Today, Prof Cong continues to push the envelope in spatial data mining, developing new techniques that can be applied to different types of enriched spatial data. Some examples of this data include enriched point spatial data such as points of interest, trajectory data and region data.
In the traffic example, deep generative models have been developed to make use of enriched geospatial data to predict travel time distribution, future travel speed as well as the impact of a traffic accident on a nearby road.
For the user tracking scenario, Prof Cong and his research team used a novel probabilistic approach to model the spatial, temporal and activity aspects of human behaviour from the user’s historical mobility data.
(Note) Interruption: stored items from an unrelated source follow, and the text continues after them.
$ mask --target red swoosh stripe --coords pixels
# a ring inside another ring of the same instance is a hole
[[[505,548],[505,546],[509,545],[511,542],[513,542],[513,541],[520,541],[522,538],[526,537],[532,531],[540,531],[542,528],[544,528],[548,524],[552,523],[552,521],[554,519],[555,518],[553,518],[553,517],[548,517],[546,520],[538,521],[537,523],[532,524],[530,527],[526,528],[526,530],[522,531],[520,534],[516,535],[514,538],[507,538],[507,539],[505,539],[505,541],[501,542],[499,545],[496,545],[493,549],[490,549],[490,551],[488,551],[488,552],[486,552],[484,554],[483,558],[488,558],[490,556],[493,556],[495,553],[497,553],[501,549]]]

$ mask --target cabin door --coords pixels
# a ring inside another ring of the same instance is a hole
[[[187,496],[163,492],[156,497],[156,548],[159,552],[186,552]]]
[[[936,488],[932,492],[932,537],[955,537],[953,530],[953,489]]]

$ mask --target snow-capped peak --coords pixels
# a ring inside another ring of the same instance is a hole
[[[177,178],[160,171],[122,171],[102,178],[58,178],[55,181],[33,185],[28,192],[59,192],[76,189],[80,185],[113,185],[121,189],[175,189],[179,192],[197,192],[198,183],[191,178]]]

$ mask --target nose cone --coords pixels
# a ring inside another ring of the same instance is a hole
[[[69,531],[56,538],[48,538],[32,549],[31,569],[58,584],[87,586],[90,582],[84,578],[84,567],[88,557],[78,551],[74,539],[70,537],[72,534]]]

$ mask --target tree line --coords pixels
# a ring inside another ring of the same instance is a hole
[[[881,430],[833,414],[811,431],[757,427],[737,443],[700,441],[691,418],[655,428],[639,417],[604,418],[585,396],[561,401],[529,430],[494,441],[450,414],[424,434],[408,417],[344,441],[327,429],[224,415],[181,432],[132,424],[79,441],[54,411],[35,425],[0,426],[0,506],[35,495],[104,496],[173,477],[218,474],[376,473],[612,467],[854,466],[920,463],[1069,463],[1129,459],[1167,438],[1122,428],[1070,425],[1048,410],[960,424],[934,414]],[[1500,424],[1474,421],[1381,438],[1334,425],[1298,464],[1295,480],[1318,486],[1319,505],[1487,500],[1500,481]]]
The model has been successfully applied to accurately predict users’ locations, identify potential persons of interest and predict the next location of a user.
Prof Cong has also proposed a similarity computation measure for trajectory data, which can be used to identify users with similar travel patterns. In the current COVID-19 pandemic, this ability to analyse spatial or spatio-temporal data is crucial for applications such as contact tracing and spread prediction.
In the area of enriched geospatial data management, Professor Cong’s work on spatial-textural indexing, published in Very Large Databases 2009, has been used as a benchmark for subsequent work on spatial-keyword query processing. The paper, which attracted more than 500 citations, opened up a new sub-area of research into spatial databases which has been followed up on by top researchers and international research groups. He has also built systems for managing both static and streaming enriched geospatial data to support various types of queries on such data.
Going forward, Prof Cong is looking to build a machine learning-driven database for enriched spatial data to support both data querying and more advanced data analytics. The new database system and accompanying techniques can be used to create value-added services based on large enriched spatial data, for various application domains such as the telecom industry, intelligent transportation and smart cities. “The ultimate goal,” he said, “is to invent enabling techniques to power the next generation of intelligent systems and unleash the enormous value of large enriched geospatial data.”